Desconocemos si los resultados en cuando a reducción de peso obtenidos con estas moléculas serán superponibles a lo obtenidos en población sin diabetes o a los de población con DM2, o serán diferentes a ambos, ya que son estudios con pocas personas y con una duración no muy extensa.

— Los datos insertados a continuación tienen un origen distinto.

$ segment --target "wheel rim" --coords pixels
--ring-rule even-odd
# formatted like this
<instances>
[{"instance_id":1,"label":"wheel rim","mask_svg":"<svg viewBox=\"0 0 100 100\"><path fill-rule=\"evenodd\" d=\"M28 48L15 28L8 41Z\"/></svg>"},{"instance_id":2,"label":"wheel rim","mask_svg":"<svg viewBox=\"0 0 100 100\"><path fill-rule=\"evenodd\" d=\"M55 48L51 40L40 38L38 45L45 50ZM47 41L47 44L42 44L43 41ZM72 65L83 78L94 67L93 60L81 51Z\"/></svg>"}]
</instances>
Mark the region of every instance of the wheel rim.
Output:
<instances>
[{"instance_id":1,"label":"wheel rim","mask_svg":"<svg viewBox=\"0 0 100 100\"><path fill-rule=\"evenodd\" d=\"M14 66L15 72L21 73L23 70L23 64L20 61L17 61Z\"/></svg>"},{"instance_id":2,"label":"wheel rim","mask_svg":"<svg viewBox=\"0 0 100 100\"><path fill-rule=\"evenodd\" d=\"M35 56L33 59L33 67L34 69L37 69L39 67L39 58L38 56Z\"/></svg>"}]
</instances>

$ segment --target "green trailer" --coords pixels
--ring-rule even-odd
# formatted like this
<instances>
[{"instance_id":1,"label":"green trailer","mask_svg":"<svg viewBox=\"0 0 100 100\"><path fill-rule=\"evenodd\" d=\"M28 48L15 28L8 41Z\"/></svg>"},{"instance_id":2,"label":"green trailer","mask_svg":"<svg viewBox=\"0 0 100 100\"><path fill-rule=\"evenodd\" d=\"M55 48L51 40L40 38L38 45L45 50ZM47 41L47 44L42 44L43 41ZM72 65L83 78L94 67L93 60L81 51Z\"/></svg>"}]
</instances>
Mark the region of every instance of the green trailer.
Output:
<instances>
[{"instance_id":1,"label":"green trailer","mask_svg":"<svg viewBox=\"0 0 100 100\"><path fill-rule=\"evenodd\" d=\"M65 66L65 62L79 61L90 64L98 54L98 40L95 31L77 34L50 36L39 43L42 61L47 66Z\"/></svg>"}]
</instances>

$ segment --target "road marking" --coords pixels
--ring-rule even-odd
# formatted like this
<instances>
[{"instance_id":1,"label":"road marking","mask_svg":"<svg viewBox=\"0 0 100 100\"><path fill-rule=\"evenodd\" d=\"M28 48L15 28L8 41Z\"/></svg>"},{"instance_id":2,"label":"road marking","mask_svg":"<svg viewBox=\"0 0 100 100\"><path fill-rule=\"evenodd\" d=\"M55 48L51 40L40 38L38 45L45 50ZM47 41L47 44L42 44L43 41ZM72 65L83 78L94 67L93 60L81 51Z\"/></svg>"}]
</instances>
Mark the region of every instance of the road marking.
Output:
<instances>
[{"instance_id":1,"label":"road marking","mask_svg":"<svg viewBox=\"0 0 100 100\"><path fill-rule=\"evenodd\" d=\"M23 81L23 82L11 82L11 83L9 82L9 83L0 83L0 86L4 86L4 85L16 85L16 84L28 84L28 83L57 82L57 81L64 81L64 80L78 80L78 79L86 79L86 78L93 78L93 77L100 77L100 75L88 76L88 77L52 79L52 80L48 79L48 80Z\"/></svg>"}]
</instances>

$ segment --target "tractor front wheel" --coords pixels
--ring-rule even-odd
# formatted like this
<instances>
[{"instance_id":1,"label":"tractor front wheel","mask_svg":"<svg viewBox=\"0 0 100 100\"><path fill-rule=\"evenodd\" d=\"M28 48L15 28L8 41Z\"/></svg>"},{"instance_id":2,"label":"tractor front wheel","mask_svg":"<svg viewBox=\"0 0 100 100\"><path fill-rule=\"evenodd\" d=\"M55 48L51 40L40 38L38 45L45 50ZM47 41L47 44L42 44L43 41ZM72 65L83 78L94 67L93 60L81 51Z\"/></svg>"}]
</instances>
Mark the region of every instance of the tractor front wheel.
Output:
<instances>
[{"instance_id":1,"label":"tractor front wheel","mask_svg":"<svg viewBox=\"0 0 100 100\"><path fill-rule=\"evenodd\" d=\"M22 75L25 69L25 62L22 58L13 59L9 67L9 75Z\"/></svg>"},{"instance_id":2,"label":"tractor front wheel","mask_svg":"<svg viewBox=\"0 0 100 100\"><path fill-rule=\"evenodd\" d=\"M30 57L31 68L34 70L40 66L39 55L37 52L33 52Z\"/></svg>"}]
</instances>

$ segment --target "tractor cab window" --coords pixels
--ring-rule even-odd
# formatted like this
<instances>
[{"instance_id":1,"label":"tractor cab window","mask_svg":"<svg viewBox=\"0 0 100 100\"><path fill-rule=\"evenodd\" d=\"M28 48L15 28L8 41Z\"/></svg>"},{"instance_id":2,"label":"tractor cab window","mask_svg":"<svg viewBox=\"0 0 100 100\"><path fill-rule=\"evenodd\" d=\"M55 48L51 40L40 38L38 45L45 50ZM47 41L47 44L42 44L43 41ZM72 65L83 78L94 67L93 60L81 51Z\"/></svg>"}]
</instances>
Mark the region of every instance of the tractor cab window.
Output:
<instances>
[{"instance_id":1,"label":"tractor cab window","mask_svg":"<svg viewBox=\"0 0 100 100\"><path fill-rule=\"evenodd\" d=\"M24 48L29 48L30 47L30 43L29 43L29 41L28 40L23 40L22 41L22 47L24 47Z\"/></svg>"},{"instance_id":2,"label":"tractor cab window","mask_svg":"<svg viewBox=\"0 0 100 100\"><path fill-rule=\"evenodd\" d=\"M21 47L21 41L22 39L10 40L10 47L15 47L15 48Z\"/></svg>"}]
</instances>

Pero sin dudas son resultados esperanzadores y que alientan a explorar con más profundidad el beneficio de estas moléculas en personas con DM1.
Conclusiones
- Las personas con DM1 presentan exceso de peso con una prevalencia similar a la de las personas sin diabetes de ese país o región.
- La obesidad per se, con independencia de presentar o no diabetes, se asocia a resistencia insulínica, dislipemia, hipertensión arterial, enfermedad cardiaca, apnea del sueño, degeneración osteoarticular y algunos tipos de cáncer.
- Semaglutide y Tirzepatide podrían tener un papel en la reducción del peso en personas con DM1 y obesidad o sobrepeso, aunque disponemos de pocos estudios en estos momentos.
- Para evitar hipoglucemias es recomendable proceder a una reducción en la dosis previa de insulina.